What Is A Pell Grant?
The Pell Grant is a federal educational grant that is designed to benefit undergraduate students that demonstrate a high financial need for aid to attend college.
Although some graduate programs do qualify for Pell Grant aid, it is mostly given to students who are pursuing their first bachelor’s degree, and because it is a grant, the money you receive never has to be paid back under normal circumstances.
It is provided on an annual basis, and you can therefore become eligible for a Pell Grant during during each year you are attending college provided that you can satisfy the appropriate requirements.
The Pell Grant was originally introduced in 1972 as an amendment to the Higher Education Act.

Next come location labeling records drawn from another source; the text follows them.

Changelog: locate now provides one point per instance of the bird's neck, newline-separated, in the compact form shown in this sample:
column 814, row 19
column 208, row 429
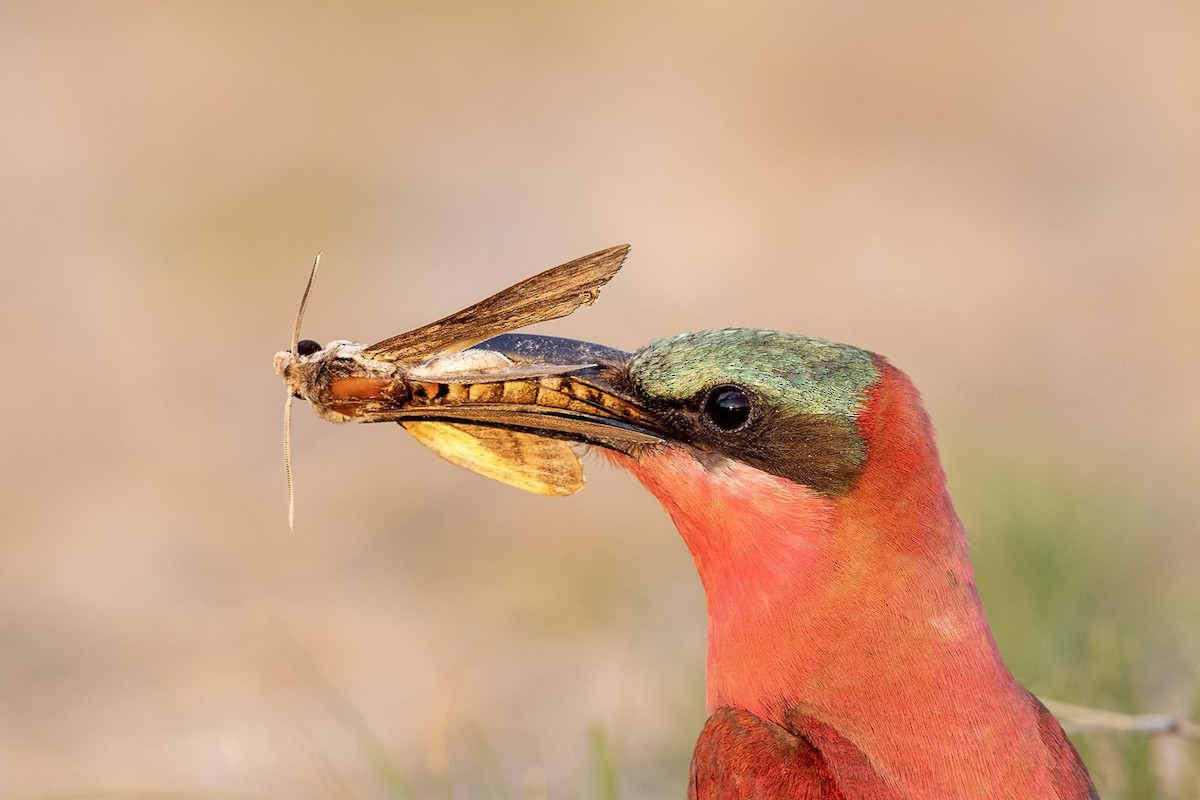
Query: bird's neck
column 858, row 612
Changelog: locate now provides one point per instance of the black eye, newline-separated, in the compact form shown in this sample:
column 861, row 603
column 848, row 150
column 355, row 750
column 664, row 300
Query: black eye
column 727, row 408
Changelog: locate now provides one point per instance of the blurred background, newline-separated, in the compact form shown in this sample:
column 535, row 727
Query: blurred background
column 1001, row 198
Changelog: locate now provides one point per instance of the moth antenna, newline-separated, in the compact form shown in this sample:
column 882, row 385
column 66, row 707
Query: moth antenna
column 287, row 404
column 287, row 462
column 304, row 304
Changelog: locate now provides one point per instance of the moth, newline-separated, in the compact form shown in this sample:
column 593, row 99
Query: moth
column 454, row 382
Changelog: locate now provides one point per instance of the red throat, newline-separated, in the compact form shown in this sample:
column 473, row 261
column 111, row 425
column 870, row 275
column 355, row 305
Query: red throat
column 850, row 611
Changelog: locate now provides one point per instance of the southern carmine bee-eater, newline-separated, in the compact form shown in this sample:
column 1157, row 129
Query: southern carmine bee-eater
column 849, row 655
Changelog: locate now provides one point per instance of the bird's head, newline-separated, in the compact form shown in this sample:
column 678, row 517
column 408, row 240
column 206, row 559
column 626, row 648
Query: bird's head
column 801, row 473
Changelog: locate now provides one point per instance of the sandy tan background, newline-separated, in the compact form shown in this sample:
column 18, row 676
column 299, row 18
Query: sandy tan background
column 1003, row 199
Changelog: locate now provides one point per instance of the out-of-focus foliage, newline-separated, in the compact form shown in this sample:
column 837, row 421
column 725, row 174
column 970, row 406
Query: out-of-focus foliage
column 1000, row 198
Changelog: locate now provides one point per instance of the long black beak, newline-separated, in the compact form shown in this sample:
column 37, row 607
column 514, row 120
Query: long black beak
column 557, row 388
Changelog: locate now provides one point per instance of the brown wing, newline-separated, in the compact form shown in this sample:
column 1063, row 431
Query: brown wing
column 743, row 757
column 549, row 295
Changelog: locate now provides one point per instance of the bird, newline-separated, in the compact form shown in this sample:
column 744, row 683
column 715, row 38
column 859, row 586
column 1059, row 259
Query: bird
column 849, row 654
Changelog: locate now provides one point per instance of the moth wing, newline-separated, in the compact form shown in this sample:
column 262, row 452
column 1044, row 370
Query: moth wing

It was first called the Basic Educational Opportunity Grant, until it was renamed in 1980 after the Rhode Island Senator Claiborne Pell.
Throughout the years it has grown significantly both in terms of overall funding, and disbursement aid via numerous amendments, although many critics argue that it has not kept up with inflation, and therefore has not been able to succeed with its original mission statement of providing students with aid that would allow them to attend college when otherwise they would not be able to.
EFC, Pell Grant Requirements, and Award Amounts
The majority of Pell Grants are provided to students that exhibit a very high financial need for aid, and the way this is primarily evaluated by the Department of Education is via the EFC metric. EFC, or expected family contribution is an indicator of a student’s financial need for federal student aid, and is used not only to evaluate a student’s need for the Pell Grant, but for other kinds of federal aid as well, such as need-based federal student loans.
Each year a maximum cutoff threshold is established with regard to EFC, and any student that has a higher EFC value than this amount will not be able to qualify for a Pell Grant for that particular academic year. It is currently set at 5,081 for the 2013-2014 award year.
Other Pell Grant eligibility requirements also must be met besides just having the appropriate EFC. The two that are specific to the federal Pell Grant award include the requirement of being enrolled in an eligible undergraduate degree program, or qualified postbaccalaureate degree program, while the other involves being able to demonstrate that you are not currently incarcerated in a federal, or state penal institution.
The other Pell Grant requirements that you must satisfy in order to get this award are for the most part all very similar to the ones that you must fulfill in order to get any type of federal student aid.
Once you are able to qualify for a Pell Grant, the amount of aid you are able to receive for that particular award year will be determined by your school’s financial aid department, and will be closely related to your level of need, the cost of attendance of going to your particular college, and the number of credits you are taking on a semester basis for that school year.
The maximum Pell Grant amount for the 2013-2014 school year is now set at 5,645 dollars, with the minimum amount set at 582 dollars for students attending class on a full-time basis.
Most students that gain a positive Pell Grant eligibility status do not receive the full amount though, and on average most students receive about half of the maximum amount that is available for that award year.
To give you a rough idea of the kind of income levels that warrant disbursement of Pell Grant aid, most awards are given to students that come from families that make less than 23,000 dollars per year, while very few awards are given to students that come from families that make above 60,000 dollars per year.
Applying for a Pell Grant
The application that you must fill out in order to apply for a Pell Grant is the FAFSA. The FAFSA, or Free Application for Federal Student Aid, is the government’s universal application for federal student aid, and by completing one by the appropriate deadlines you will be putting yourself into contention for Pell Grant aid.
This doesn’t necessarily mean that you’ll be able to qualify, and you should have a good idea of your eligibility status by viewing your SAR, or Student Aid Report, as this is a document that is generated upon completion of your FAFSA that will tell you both your EFC, and your eligibility status for the Pell Grant.
Pell Grant Future
The Pell Grant has recently been amended via the Student Aid and Fiscal Responsibility Act that was recently signed into law on March 30, 2010 by President Obama. SAFRA, as it is commonly referred to, has increased the maximum Pell Grant amount for the 2010-11 award year to 5,550 dollars, and it plans on increasing this amount in accordance with the price of inflation beginning in 2013.
Despite the increase in funding brought about by the SAFRA legislation, the Pell Grant program faced a significant shortfall in the Spring of 2011. This brought about a congressional vote that reduced funding by over five billion dollars, along with eliminating a student’s ability to get more than one Pell Grant award per year.
That being said, the maximum Pell Grant amount is still set at 5,645 dollars, although the minimum available amount for full time students was reduced to 555 dollars. The EFC cutoff threshold is now set at 5,081, and to become eligible the various other Pell Grant specific, and general federal student aid requirements must still be met.